“Russia is America’s number one geopolitical foe,” GOP nominee Mitt Romney said. Foreign policy experts were bemused to see Russia at the top of the list. Source: Reuters / Vostock Photo
Now that Republican presidential front-runner Mitt Romney has the GOP candidacy behind him, the former governor of Massachusetts is ready to broaden his challenge to incumbent President Barack Obama on a range of foreign affairs.
Romney set the stage by depicting Russia as America’s “number one geopolitical foe.” Advised primarily by veterans of the Reagan administration and both Bush administrations, he is poised to step up his attacks not only on Obama’s overall approach to foreign policy but also the much-maligned-by-the-right reset, GOP observers told RBTH.
Since public opinion polls show that President Barack Obama enjoys a significant advantage in public confidence when it comes to handling America’s foreign policy, it is not at all surprising that the Republican nominee’s task is to undercut this advantage.
But how come Russia (even more than China and Iran) has so far turned out to be the centerpiece of Mitt Romney’s anti-Obama electoral crusade on foreign policy?
Leon Aron is the director of Russian Studies at the conservative American Enterprise Institute and one of the Romney’s foreign policy advisers.
In an interview with RBTH, Aron said that “Russia hit the center of electoral debates and Mitt Romney’s interests pretty unexpectedly.”
It was a mistake on the part of the Obama administration to herald the reset policy with Russia as a brilliant foreign policy accomplishment, Aron said, adding that the boasting “invited Republican attacks.”
The controversial “hot mic” conversation between then-President Dmitry Medvedev and Obama in Seoul didn’t help matters any. Obama’s request to Medvedev “for more flexibility” was a lucky moment for the GOP that sparked Romney’s confrontational rhetoric.
President of the Center for the National Interest Dimitri Simes agrees that the current U.S. administration has mistakenly “politicized Russia policy and exaggerated its successes.”
Given the sharp disagreements between the United States and Russia on Syria, which is now careening toward civil war, Republicans will harshly criticize every attempt by Obama to further emphasize any progress in bilateral relations. “Some realism regarding U.S.-Russia relations would be constructive for the White House if it wants to avoid Republican attacks,” Simes told Russia Now.
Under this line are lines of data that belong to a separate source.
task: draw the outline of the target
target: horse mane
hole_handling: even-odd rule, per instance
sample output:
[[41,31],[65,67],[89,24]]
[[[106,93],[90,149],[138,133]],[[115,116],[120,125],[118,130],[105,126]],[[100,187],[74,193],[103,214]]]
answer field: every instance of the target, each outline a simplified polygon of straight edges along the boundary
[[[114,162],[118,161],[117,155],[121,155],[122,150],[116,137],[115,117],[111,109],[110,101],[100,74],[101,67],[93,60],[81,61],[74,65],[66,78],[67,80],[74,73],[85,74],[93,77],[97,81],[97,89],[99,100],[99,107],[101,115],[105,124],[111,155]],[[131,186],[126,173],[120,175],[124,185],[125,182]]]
But this doesn’t mean that presumptive GOP nominee Mitt Romney, if elected, will transform his public anti-Russian statements into political practice.
“I believe that most likely Governor Romney believes in the statements he made, but that does not mean that in practice this rhetoric will be his guide for action,” Simes said.
“Many statements from the GOP candidates including those on foreign affairs surely have to be taken in the context of the political and electoral reality in the U.S.,” Aron said.
“It is not only possible, but highly probable,” that Mitt Romney’s views on Russia will evolve if he is elected, Simes said.
American political history is rife with examples of strategic U-turns that begin the morning after the inauguration balls.
When Dwight Eisenhower ran for president, his advisers—such as the famous John Foster Dulles—spoke of Harry Truman’s “cowardly” policy of containment of the Soviet Union and called for the speedy liberation of Eastern Europe. However President Eisenhower instead started the process of normalizing relations through personal meetings with Nikita Khrushchev in 1955 and 1959. President Richard Nixon was viewed as a leading anti-Communist, but it was Nixon who found the way toward detente. Nixon made the first-ever trip by an American president to then-Communist Russia in 1972, but also opened the door to dialogue with Communist China.
No one should be too surprised that Mitt Romney, if elected, might rethink his position. When needed for supply routes, Russia is no longer America’s “number one geopolitical foe.” As a president, many observers believe he would take a more realistic approach to handling bilateral ties.
Alexander Gasyuk is Rossiyskaya Gazeta’s Washington D.C. correspondent.